General Discussion
Related: Editorials & Other Articles, Issue Forums, Alliance Forums, Region ForumsMy sister-in-law was just hit with a scam
She and my brother had been on the road, traveling. Stopped at a Tim Horton's rest area along the 401 highway and made a small purchase there using her debit card. Later, she checked their bank account and saw a $50.00 purchase was made online shortly after their purchase at Tim Horton's. They knew they did not make the purchase.
They contacted the online retailer - who gave them some info, and then contacted local police and their bank (to cancel the debit card).
According to police there are cell phone apps that will allow users to "tap" the debit machine and then they can obtain the banking info of the customer before them.
My brother and SIL were lucky actually - that they caught on to this very quickly, that the police are aware of this scam, and that the online retailer involved was helpful and willing to refund the amount in question.
I've read about many scams, but not this particular one. Just thought I'd post as a caution to others.
SheilaT
(23,156 posts)Or is using any plastic placing you at risk?
One of the things I tend to like about my debit, as compared to my credit card, is the need to input a pin number. Although it sounds like what happened to your SIL might have also grabbed the pin.
Lancero
(3,102 posts)Not sure though if doing that still takes the pin, haven't tried it myself, though a debit transaction can be run as a credit instead.
inanna
(3,547 posts)that her pin number was picked up, and that's why she chose to cancel the debit card entirely.
The bank actually wanted to wait to do that until the morning (saying they needed her signature), but she insisted it needed to happen immediately as they were on the road.
I do not know about credit cards though...
Lancero
(3,102 posts)Rather, the machine was using a unencrypted wireless connection to transmit the card data. Someone knew this, and were running a packet sniffer/capturer to see what was in the data.
For intents and purposes, the polices description works though it's not completely correct.
The scariest part though is that this specific method isn't at all hard to do. The only real 'work' that goes into this is actually finding a unsecured wireless connection, which honestly isn't that hard at all.
SheilaT
(23,156 posts)is with the local business and their unencrypted wireless connection, which strikes me as pretty negligent on their part.
Lancero
(3,102 posts)Or how many intentionally, but unwittingly, unsecure it.
A lot of places are offering free wireless to pull in customers, it's seen as a convience that really doesn't cost much to implement, but well... Depending on how the business has their networks setup, if they improperly add in a public connection then they could easily give someone access to the entire network.
Another thing is that a lot of places don't bother updating things, which is a really bad idea.

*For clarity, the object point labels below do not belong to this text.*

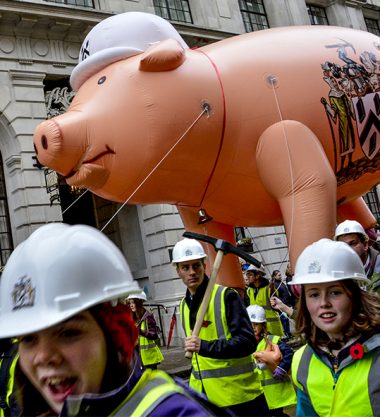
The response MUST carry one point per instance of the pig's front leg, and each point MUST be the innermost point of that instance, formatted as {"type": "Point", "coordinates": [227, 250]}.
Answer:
{"type": "Point", "coordinates": [296, 172]}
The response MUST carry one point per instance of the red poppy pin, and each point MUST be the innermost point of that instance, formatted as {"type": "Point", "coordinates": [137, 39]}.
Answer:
{"type": "Point", "coordinates": [357, 351]}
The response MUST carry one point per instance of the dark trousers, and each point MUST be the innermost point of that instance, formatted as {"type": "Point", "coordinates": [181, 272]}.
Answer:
{"type": "Point", "coordinates": [255, 408]}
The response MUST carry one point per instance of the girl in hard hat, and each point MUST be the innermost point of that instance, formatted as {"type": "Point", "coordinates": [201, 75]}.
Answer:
{"type": "Point", "coordinates": [76, 344]}
{"type": "Point", "coordinates": [337, 371]}
{"type": "Point", "coordinates": [150, 353]}
{"type": "Point", "coordinates": [273, 359]}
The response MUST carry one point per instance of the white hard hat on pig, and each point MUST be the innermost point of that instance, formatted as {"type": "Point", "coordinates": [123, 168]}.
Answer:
{"type": "Point", "coordinates": [118, 37]}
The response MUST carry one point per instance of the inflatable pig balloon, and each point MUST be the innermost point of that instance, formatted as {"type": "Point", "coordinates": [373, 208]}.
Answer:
{"type": "Point", "coordinates": [274, 127]}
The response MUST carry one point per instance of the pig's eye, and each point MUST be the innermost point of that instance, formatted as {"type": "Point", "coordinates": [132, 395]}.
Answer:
{"type": "Point", "coordinates": [102, 79]}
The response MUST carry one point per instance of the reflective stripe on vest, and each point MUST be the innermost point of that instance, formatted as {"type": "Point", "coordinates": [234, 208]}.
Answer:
{"type": "Point", "coordinates": [152, 389]}
{"type": "Point", "coordinates": [219, 373]}
{"type": "Point", "coordinates": [150, 353]}
{"type": "Point", "coordinates": [225, 381]}
{"type": "Point", "coordinates": [278, 393]}
{"type": "Point", "coordinates": [354, 391]}
{"type": "Point", "coordinates": [262, 299]}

Some of the earlier wireless protection setups are very susceptable to hacking today, even by basic bruteforce attacks, so if the company hasn't bothered updating things then if someone really, really, wanted access to their wireless connection then it's possible for them to get it.
Another thing though is the dumbing down of wireless tech. A story came out on this years back, so this can also fall under the 'don't bother updating things' category.
http://www.computerworld.com/article/2471964/endpoint-security/brute-force-tools-crack-wi-fi-security-in-hours--millions-of-wireless-routers-vuln.html
inanna
(3,547 posts)for the info you've added to this thread.
I'm no "techie" by any stretch, but you've explained things so that even I can understand.
SheilaT
(23,156 posts)I'm not terribly tech savvy, and get less and less so as the years go by. I do appreciate your information.
The pathetic aspect to my lack of tech savvy is that I was using a computer long before almost anyone, and well before a lot of people were born. I went to work for an airline in 1969 that was the very second airline to have a computerized reservation system. I started in January, 1969. My first day of work we were on the old, non-computerized system, and the very next day we switched over to the computer. I acquired very good user skills for our system, but of course that was a very long time ago, long before things like the internet.